"The most appropriate feature selection setup"

Hi, I recently purchased rapidminer enterprise and attribute selection plugin. I have a dataset consisting of 1300 rows each with 800 features, resulting in 7200 overall features.

Id like to reduce this dataset down by employing feature selection.

I have 64-bit windows xp running on an intel core i7 processor with 12gb of ram.

The overall goal is to reduce the dataset down and then train an SVM so that i can query a database for similar results.

So, what would be the best setup to perform this feature selection?

Thanks in advance for any help,
Dave

Find more posts tagged with

AI Studio

Feature Selection

Accepted answers

All comments

land

Hi Dave,
from your description I guess, that the goal is to find the most similar examples (rows) for some query example?
Usually the SVM is used for distinguishing two classes or predicting a numerical outcome from other numerical attributes. If you don't have a label (target, class) in your examples it will be a little bit difficult to measure the performance. But the Attribute Selection Plugin uses a performance estimate to find the best attribute subset possible. Do you have anything like that? Or how are you going to estimate performance at all?

Greetings,
Sebastian

dave10

Basically each row of 800 features represents a colour texture descriptor for an image. But 800 is far too many so i want to reduce each image representation down.

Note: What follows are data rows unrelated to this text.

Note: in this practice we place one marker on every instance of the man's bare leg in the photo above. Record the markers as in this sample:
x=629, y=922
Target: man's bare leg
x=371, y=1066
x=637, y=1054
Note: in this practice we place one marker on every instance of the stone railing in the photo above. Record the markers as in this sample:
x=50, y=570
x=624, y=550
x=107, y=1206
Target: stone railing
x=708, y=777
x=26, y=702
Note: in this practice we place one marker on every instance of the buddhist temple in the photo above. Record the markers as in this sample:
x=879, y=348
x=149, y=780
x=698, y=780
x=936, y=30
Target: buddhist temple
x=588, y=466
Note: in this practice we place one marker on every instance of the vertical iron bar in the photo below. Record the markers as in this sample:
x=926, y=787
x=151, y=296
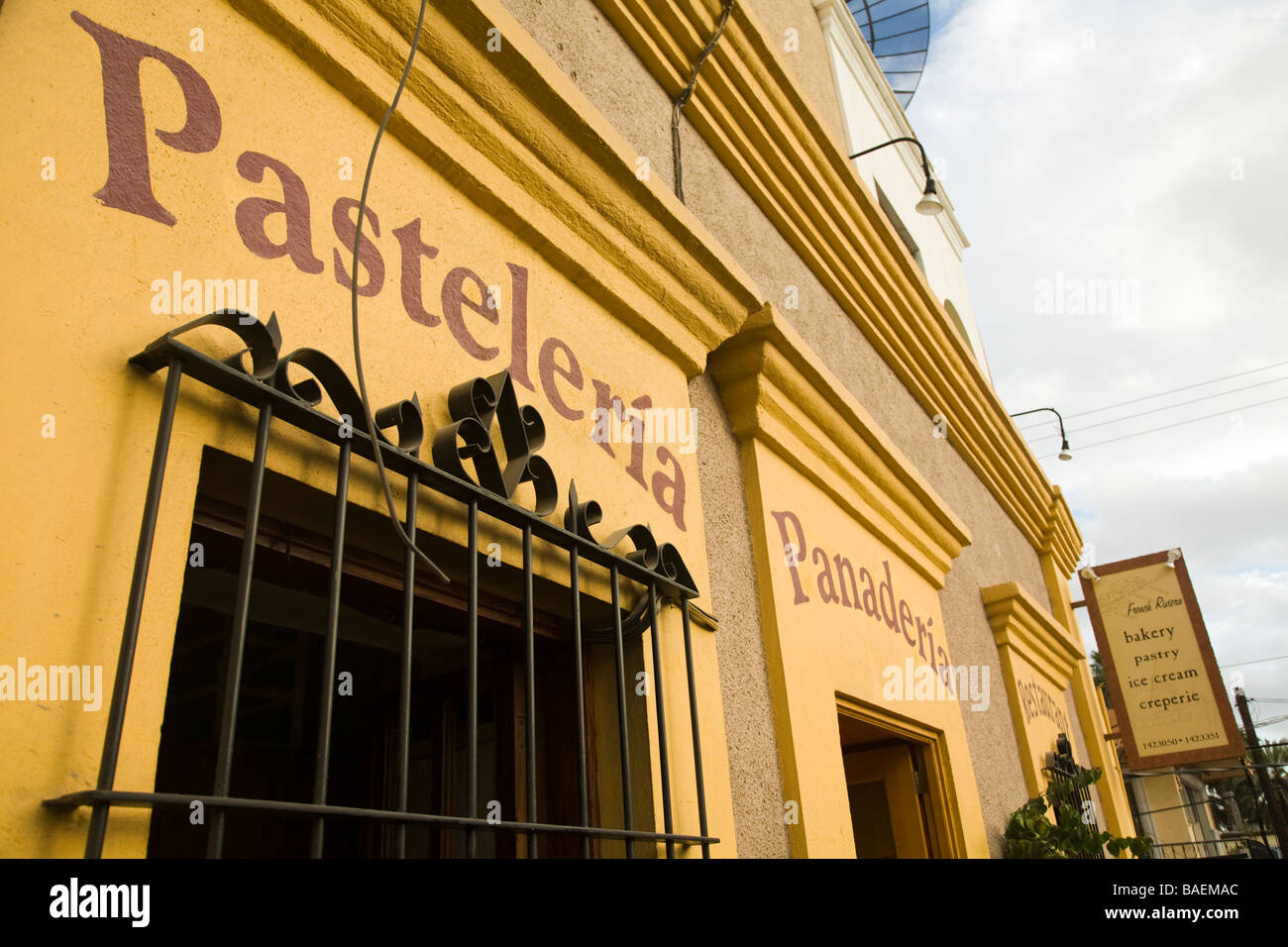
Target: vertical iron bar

Then I will hopefully be able to train an SVM or cluster similar images to form classes or groups.

I can then reduce any new query image down to the same number of features and query the database.

land

Hi,
ok. It seems to me, we don't have a target suitable for SVM training, as long as we don't have a class attribute. I will describe shortly, what I understood, you are want to achieve:
You have rows of 800 attributes (features) and you are searching a subset of these attributes so that the distances or at least the distance relation between the rows will remain nearly the same? So if we have a request row pand on there would be an order of the nearest training rows like that:
dist(p, row_1) < dist(p, row_2) < dist(p, row_3) < dist(p, row_4) ...
then we are searching a function f, that will reduce the number of attributes and still would gain the same or equal order
dist(f(p), f(row_1)) < dist(f(p), f(row_2)) < dist(f(p), f(row_3)) < dist(p, f(row_4)) ...

Is this correct?

Greetings,
Sebastian

dave10

Hi Sebastian, thanks alot for your help, much appreciated.

Yea thats correct. I need to reduce the number of attributes but still have a distinctive representation for each row, i.e. the dominant features.

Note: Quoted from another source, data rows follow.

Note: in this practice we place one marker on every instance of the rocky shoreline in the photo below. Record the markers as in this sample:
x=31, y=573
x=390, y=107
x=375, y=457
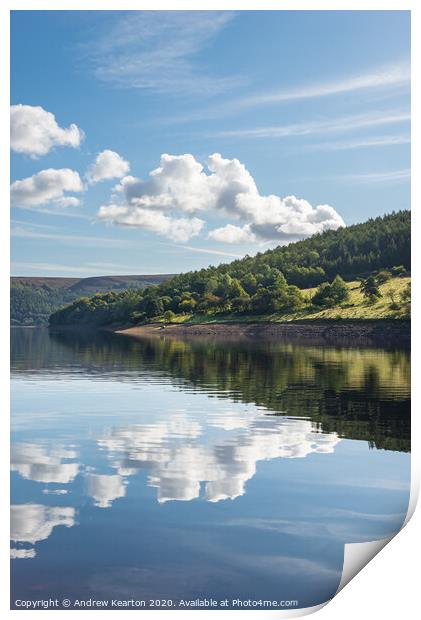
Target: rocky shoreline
x=395, y=334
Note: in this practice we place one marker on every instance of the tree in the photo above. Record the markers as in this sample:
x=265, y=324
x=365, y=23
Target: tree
x=339, y=289
x=383, y=276
x=330, y=295
x=398, y=270
x=370, y=289
x=187, y=305
x=169, y=316
x=406, y=294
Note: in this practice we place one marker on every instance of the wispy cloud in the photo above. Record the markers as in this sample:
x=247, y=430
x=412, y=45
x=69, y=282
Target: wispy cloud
x=74, y=270
x=377, y=177
x=376, y=141
x=207, y=251
x=341, y=124
x=59, y=211
x=80, y=240
x=392, y=78
x=389, y=76
x=156, y=50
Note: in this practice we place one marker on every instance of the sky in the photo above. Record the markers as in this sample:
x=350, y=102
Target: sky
x=163, y=141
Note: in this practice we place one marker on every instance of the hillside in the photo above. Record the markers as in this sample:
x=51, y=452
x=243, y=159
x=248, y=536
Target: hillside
x=33, y=299
x=274, y=283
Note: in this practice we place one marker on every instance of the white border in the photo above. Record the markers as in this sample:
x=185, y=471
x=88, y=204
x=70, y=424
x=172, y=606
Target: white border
x=388, y=586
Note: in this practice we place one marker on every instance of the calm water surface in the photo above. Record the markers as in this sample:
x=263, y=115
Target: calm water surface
x=168, y=469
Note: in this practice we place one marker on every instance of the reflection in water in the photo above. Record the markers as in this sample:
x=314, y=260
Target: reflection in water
x=180, y=456
x=238, y=467
x=30, y=523
x=34, y=462
x=105, y=489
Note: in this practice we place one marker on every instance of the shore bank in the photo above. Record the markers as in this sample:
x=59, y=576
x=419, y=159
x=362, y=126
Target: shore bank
x=343, y=333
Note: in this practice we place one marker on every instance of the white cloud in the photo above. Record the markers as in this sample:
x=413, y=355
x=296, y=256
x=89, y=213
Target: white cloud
x=232, y=234
x=34, y=131
x=107, y=165
x=45, y=187
x=181, y=184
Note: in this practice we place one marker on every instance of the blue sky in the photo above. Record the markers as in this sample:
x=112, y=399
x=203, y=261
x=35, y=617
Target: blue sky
x=273, y=126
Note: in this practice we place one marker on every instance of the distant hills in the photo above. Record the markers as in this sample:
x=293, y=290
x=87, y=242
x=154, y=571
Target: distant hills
x=34, y=298
x=274, y=284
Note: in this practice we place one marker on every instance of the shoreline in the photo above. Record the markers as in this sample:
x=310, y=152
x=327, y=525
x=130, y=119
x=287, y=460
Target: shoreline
x=390, y=333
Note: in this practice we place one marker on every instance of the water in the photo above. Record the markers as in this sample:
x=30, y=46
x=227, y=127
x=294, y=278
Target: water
x=180, y=469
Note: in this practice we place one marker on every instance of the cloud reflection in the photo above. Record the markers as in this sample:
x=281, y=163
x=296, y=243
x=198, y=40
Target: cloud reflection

Then use possibly as you said a distance metric to check for similarity amongst those images in the database which have been reduced and any new images being used as queries, to return those closest.

holger

Why don't you use a PCA to reduce the dimensionality of your dataset?

Best, Holger

land

Hi Dave,
as Holger said, the problem is normally solved by applying a dimension reduction technique, but as I understood, you are going to query a database, so you are doing it to save database time. A PCA or similar would need to query all values for calculating the new attributes, so this can't be used for saving query time. Interesting problem...

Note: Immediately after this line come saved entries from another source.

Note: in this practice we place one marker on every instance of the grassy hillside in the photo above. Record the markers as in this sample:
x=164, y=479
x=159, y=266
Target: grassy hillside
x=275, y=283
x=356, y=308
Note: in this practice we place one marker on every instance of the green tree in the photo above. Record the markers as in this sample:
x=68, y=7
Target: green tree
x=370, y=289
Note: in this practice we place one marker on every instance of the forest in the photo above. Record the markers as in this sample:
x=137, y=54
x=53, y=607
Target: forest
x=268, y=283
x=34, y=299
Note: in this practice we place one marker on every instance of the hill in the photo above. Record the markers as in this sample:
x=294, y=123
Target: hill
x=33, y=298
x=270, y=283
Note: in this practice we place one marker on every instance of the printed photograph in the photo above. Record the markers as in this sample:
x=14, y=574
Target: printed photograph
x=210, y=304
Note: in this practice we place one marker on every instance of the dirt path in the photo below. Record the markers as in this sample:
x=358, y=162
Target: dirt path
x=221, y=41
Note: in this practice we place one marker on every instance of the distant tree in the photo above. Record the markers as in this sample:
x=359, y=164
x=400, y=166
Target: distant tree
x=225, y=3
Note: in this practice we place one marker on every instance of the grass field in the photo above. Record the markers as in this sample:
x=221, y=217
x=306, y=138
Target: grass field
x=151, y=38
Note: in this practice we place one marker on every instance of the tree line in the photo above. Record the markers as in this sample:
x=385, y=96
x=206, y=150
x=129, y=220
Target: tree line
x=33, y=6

Ok, here's my suggestion for estimate a performance for performing an Attribute Selection:
We need to compute the distances between all examples and give them a range attribute. For example if we have an example set containing three examples with the id values id1, id2, id3, we would have as a result

query_id	document_id	original_range
id1	id3	1
id1	id2	2
id2	id3	1
id2	id1	2
id3	id2	1
id3	id1	2

Alternatively one could store the distance instead of the range. The range reflects the ordering, while the distances also reflect the relative distances. One might think about what would be smarter to optimize.
We have to store this using an IOStorer to get access to this example set inside the feature selection.
Inside the feature selection we have to compute the same table again, but on the basis of the reduced feature set. We then could load the table using IORetriever and join both example sets, so that beside the original range attribute, theres a range attribute for the reduced set. We then could set the one as label and the other as prediction and use a regression performance operator to estimate a performance.

That's the way one could do it with the standard operators (also you will have to trick around a bit to get the mentioned tables). Otherwise you would need to do a little programming or again ask for a special operator solving this problem.

Greetings,
Sebastian

dave10

Hi Sebastian, thanks alot for your answer much appreciated.

Is there anyway of employing the advanced attribute selection operator to reduce the dataset down?

Dave

dave10

The 800 attributes representing each image are to be reduced but still maintain enough descriptive power to represent the image uniquely. These reduced image feature vectors will then be clustered or trained on an SVM if possible and loaded to a database for convenience.

When a new image comes along it will be reduced to the same attributes and number of attributes. This will then enable the a matching process to see what images are closely related to the new one and thus enable a returned set of similar images from the database.

Thanks,
Dave

land

Hi Dave,
it will be possible, but it's a rather complex process. I guess it will take me half a day for designing, so I can't do this here in the forum. That would be to much of consulting...I tried to give an outline in my last post, so that you might be able to take this ideas and design it on your own. I hope it will help you.

Greetings,
Sebastian

dave10

Thanks for your help sebastian. Im only new to the area so struggling a little with it.

I'll try and stick to just reducing the number attributes using a feature selection algorithm and try go from there.

Cheers,
Dave